With this last release, I sat down pretty much expecting to like it, as I have with just about everything Pollard’s touched since Do the Collapse, but then on listening to the first track my face showed more confusion and compunction than triumph. It’s very minimalist, see: it’s got the feel of a side project, with auxiliary singer/songwriter Tobin Sprout (catalyst behind “Mincer Ray,” et. al.) having exited the band back in 1997. The first track on this new album “Spanish Coin” was almost like a toy being dangled in front of my face, with part of me knowing I could never catch it and then the other part, just enough, luring me in with the thought that maybe some sort of righteous prize would be mine. 

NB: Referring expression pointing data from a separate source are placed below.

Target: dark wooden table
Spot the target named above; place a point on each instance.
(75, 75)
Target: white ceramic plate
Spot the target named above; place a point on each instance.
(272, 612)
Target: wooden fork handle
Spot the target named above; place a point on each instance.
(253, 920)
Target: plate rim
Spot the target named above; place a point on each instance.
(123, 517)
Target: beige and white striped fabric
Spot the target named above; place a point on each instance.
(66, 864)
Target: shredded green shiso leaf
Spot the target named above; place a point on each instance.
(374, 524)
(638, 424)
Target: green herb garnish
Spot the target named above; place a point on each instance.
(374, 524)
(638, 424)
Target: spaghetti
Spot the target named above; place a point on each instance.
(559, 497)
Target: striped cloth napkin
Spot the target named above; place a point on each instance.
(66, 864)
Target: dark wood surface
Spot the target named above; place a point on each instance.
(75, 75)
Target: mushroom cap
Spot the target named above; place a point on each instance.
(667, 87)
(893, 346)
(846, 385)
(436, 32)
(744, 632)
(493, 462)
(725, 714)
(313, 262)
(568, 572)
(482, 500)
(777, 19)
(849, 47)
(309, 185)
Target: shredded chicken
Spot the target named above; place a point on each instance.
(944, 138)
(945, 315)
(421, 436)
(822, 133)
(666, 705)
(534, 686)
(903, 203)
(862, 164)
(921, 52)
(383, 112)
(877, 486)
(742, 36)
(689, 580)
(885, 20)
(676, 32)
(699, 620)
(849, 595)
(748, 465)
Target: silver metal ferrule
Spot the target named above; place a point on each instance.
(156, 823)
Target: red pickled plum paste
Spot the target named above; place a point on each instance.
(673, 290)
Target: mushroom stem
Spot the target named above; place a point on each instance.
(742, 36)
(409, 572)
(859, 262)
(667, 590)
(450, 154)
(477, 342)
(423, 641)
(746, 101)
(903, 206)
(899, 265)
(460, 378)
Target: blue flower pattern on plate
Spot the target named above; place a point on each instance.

“High in the Rain,” the first of many songs on this album to make an impression by just the title alone, was what first “sucked me in,” so to speak, and really, on the whole, was unlike anything else I’d ever heard, either in GBV’s catalogue or in lo-fi rock, as a whole. If anything, it reminded me vaguely of the R.E.M. song “The Wrong Child,” where the protagonist, the singer, is relating a frank and vivid first-person story about a kind of hopeless state where the narrative focuses more on real-life details than dramatic extrapolations or theoretical platitudes. In “High in the Rain,” Pollard remarks “It started at the playground / It followed me to my senses / It was a superficial contact / A victory of the ego”. This set of lyrics was very interesting to me because, basically, Pollard is conceding the fact that this experience of being stoned and walking around on a playground wasn’t as valuable as time spent with another person or forging a friendship or relationship, yet these expeditions of solitude are nonetheless sometimes important and paramount in life, for self-searching and galvinizing your identity, and they can lead to even more meaningful relationships down the road, should you successfully live thorugh them and then learn to transmit them to others. And the song is rendered so authentically and such bright detail that you really sink into it, hence making it hard for me to make fun of this band. I’d had a post tentatively planned that was going to be like “Ok, Guided by Voices, You’re the Best Band Ever! God!” But truthfully, I’ve gotta admit, this is disarming stuff, and what I’m trying to allude to in the title is that, particularly in the case of “High in the Rain” but also applicable to the rest of this LP, this is music that conveys a clear, stark vision, one that almost becomes cinematic for the listener. In this way, moments of listening are nurtured and strengthened, to where the hypnotic effect causes time to go by faster, when you’re listening. And that, my friends, was the point of this post.